On another thread at re: The Auditors, Francine seems to agree with me in her comments:
I was never an external auditor and admit I am no expert on the technical aspects of that product or various FASBs. However, as a reasonable person and one with much more knowledge and experience regarding how auditors do their job than most, I think I can safely say it seems like quite a major screw-up occurred somewhere given none of the companies that have failed or been taken over on the last 45 days had anything other than unqualified audit opinions. It seems the audit itself is not serving any purpose for inventors other than to provide fees to the audit firms.
And on the same thread, Independent Accountant boldly (and correctly) opines:
Anonymous can do a “perfect by-the-book audit”. So? Most audits are worthless! That is one of the many dirty secrets of the auditing business. As long as the typical CPA can fill in his program steps, he’s happy. Most CPAs are terrified to address “substance vs. form” issues. If the Big 87654 earned their say $47 million audit fees at large financial institutions, they would do things like see that risks are carefully disclosed.
An anonymous commenter chastises Independent Accountant:
You possess an antiquated view of auditing; the loner accountant in a dark room crunching numbers, checking boxes in an audit program, with a solitary partner signing an audit opinion. If you existed in the audit world post-Sarbanes, you would understand the current environment, where there is infinitely more collaboration among partners and between partners and senior management of the Big 4 firms. There is no longer an audit “checklist” of procedures, and the substance of complex transactions are looked at over form; where the accounting guidance allows it.

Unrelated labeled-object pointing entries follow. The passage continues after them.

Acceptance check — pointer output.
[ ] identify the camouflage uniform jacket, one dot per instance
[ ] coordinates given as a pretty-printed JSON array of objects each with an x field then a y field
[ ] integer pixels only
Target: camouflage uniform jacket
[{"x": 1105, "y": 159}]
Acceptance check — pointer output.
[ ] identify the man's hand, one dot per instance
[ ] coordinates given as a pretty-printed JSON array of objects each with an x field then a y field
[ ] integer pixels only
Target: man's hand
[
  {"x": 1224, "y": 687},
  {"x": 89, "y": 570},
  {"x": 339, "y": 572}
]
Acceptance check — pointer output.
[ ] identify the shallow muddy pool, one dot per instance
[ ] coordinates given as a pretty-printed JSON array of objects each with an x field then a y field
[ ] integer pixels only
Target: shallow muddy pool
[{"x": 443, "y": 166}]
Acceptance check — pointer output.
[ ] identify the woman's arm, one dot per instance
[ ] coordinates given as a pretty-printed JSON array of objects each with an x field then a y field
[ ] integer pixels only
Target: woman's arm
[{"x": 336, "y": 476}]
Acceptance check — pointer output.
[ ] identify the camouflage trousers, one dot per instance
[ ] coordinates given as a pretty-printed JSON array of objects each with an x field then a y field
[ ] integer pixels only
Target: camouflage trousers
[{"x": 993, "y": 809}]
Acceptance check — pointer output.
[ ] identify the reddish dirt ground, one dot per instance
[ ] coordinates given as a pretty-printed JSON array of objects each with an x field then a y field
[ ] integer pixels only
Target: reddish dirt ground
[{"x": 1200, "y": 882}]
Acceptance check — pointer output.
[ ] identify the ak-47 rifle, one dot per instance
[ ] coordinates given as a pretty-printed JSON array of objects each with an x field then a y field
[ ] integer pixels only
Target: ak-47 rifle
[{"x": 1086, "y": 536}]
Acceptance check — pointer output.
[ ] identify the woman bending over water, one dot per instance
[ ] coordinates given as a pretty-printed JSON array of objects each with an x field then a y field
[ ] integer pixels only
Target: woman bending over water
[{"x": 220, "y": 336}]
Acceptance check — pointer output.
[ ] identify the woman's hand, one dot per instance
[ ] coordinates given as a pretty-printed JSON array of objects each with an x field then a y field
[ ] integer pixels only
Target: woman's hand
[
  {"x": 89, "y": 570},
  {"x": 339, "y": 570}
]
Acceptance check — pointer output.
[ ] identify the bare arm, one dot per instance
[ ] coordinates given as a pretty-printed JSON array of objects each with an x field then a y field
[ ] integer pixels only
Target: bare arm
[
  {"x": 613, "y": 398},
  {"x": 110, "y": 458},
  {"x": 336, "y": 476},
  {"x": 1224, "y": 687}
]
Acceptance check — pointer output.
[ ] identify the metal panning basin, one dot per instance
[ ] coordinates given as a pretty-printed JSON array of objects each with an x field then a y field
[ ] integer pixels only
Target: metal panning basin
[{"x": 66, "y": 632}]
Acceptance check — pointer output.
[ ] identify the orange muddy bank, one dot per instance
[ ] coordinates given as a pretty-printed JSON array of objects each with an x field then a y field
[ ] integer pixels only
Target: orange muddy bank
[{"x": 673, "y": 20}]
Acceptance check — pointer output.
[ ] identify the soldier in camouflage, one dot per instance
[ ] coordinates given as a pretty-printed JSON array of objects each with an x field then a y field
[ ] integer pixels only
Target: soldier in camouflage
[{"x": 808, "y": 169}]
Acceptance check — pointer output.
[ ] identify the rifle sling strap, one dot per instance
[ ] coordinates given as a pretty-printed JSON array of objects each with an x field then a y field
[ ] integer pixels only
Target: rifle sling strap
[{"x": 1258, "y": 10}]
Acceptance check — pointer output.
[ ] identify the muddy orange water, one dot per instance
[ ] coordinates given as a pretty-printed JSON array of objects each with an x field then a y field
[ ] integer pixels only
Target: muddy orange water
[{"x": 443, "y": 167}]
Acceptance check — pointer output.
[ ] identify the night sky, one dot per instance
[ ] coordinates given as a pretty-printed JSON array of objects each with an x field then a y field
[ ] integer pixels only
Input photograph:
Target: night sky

Yet I have to ask: If the auditing is so much better post-Sarbanes-Oxley, why has financial statement fraud NOT decreased? Why aren’t audits doing more to protect shareholders? It’s clear that audits are no more effective than they were pre-Sarbanes-Oxley. So that leads me to ask… If the procedures are so much better than they used to be, yet audits are no more effective than they used to be, then is it just that they auditors are more incompetent than they used to be?
There are many, I’m sure, who can argue that auditing firms are working harder than ever before… checking more things, advocating a position that the client may not like, standing up for the regulations… Except where is the proof? It seems to me that these massive failures with no warning suggest that auditors are failing miserably.